According to the University of Michigan Transportation Research Institute, car ownership in the US has dropped steadily in recent years.

The study was spearheaded by university researcher Michael Sivak, who concluded that both car ownership and miles driven have declined per person as well as per household since peaking over a decade ago, as reported by Cars.

The peak was back in 2006 when there were approximately 2.05 cars per household. After that, there was a steady decline for the next seven years, where that number dropped to 1.927.

After the recession, car ownership per person & household rebounded by an average of 1.4% from 2013-2015, however that’s still more along the lines of how things were over two decades ago (circa 1993), than how they stood during the 2006 peak.

As for miles driven, those peaked at 9,314 (14,989 km) back in 2004 on a per person basis, then declined through 2013, dropping by 9.1% to reach 8,462 miles (13,618 km).

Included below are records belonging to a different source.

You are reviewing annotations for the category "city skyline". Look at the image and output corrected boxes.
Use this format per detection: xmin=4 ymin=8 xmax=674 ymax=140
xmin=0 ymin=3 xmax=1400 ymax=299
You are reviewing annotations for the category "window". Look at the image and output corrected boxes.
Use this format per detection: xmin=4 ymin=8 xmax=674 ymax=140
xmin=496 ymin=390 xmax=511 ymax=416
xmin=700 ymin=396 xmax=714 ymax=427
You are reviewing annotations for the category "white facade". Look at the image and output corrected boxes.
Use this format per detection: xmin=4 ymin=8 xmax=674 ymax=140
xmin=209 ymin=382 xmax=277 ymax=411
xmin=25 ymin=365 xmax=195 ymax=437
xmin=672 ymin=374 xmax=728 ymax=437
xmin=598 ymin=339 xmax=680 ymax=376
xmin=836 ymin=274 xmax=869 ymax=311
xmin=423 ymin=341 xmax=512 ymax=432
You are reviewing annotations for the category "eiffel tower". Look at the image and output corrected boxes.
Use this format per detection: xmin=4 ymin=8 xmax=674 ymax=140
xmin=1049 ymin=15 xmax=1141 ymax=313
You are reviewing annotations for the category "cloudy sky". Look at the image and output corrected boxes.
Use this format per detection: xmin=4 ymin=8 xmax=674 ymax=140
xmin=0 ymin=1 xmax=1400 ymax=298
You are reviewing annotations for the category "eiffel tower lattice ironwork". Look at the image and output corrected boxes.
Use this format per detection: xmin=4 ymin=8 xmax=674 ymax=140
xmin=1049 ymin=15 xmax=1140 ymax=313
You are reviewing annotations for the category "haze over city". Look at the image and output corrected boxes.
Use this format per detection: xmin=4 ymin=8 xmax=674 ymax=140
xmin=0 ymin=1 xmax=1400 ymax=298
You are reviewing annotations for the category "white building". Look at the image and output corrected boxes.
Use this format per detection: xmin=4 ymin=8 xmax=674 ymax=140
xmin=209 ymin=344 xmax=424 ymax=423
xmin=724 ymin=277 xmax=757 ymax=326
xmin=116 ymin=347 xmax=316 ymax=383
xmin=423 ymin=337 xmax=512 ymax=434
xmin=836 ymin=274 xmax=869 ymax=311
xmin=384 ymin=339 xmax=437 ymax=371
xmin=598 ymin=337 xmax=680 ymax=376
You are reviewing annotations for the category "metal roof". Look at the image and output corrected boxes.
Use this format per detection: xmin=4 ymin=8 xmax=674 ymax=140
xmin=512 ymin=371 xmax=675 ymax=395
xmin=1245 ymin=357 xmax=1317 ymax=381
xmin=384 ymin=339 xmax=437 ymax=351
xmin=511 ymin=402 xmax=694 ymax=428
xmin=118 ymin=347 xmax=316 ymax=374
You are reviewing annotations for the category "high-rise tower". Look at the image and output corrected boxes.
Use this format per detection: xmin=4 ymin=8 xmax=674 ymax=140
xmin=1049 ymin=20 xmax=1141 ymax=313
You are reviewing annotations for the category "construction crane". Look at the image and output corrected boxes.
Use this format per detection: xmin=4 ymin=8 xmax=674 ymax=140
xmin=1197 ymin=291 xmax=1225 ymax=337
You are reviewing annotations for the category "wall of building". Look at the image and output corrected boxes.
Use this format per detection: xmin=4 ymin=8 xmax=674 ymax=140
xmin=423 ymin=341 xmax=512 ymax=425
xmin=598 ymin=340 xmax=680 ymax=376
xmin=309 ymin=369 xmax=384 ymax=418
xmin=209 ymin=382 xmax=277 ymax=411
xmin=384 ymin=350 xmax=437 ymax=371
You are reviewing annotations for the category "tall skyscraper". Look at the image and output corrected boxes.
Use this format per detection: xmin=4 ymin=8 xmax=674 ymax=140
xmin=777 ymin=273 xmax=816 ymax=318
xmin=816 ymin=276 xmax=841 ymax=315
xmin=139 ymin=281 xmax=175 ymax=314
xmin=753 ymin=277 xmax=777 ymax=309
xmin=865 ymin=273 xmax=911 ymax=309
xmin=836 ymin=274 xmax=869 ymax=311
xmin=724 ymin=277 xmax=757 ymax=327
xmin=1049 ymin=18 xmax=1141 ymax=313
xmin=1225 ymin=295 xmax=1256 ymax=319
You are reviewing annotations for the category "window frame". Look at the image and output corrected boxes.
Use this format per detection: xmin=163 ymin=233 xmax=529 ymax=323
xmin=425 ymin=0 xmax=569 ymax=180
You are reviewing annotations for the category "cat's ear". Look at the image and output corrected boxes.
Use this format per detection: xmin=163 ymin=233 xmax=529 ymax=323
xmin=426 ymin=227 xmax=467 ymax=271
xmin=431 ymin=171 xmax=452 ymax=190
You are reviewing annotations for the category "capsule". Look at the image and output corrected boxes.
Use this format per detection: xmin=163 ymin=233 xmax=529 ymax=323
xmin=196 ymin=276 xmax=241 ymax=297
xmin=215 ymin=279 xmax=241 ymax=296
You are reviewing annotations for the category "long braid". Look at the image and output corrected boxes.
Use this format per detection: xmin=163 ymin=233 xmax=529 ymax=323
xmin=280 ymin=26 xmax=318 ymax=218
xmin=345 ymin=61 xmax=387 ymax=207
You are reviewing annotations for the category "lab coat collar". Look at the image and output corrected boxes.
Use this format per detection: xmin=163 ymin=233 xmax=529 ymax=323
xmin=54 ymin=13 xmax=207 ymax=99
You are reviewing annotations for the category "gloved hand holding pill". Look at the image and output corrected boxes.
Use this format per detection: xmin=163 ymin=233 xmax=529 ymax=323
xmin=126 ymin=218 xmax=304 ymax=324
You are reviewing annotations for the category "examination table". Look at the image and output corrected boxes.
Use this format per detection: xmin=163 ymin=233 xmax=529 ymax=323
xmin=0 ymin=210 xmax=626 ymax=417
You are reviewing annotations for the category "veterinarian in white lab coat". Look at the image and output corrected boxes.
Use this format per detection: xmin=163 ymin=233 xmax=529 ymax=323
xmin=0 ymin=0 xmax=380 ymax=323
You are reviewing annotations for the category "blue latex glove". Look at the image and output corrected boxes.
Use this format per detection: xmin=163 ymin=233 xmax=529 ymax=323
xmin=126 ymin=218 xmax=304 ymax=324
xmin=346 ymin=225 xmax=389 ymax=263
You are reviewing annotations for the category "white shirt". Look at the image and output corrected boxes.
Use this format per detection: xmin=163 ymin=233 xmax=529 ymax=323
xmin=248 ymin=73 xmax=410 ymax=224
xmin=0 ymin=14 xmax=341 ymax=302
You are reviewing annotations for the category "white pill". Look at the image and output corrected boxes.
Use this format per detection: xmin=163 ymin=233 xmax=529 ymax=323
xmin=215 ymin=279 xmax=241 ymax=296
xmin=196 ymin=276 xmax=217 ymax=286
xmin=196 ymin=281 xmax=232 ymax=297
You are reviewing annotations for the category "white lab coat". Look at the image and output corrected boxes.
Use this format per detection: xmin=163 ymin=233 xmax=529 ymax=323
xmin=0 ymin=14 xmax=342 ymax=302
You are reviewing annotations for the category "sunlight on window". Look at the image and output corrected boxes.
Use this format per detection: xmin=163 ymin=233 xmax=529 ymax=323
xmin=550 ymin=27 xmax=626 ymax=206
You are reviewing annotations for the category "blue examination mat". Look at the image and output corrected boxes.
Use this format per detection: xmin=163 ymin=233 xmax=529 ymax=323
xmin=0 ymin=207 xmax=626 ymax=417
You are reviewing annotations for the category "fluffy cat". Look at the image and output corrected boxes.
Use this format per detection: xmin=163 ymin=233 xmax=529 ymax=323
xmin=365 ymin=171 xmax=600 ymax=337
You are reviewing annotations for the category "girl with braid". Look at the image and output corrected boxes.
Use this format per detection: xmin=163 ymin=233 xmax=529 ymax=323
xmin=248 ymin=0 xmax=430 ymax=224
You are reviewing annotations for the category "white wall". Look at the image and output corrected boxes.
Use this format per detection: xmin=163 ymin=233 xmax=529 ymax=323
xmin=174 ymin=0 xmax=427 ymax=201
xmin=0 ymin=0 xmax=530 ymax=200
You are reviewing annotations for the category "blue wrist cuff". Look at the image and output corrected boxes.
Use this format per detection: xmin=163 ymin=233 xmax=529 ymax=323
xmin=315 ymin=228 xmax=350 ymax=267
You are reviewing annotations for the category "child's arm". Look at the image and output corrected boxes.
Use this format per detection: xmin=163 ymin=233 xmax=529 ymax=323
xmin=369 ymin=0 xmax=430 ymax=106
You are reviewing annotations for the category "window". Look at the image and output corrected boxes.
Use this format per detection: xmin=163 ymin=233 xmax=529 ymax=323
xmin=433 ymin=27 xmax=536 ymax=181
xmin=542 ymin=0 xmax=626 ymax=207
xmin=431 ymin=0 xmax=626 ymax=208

Miles driven per household also peaked in 2004, at 24,349 (39,186 km), and ignoring a slight growth in 2010, they declined by 10.2% by the year 2013.

While the UMTRI study doesn’t go as far as to say what the cause of this decline might have been, it’s likely that it’s related in one way or another to the recession of the late 2000s.

“Recent studies have shown that – per person, per driver and per household – we now have fewer light-duty vehicles, we drive each of them less, and we consume less fuel than in the past,” stated Sivak. “These trends suggest that motorization in the U.S. might have reached a peak several years ago.”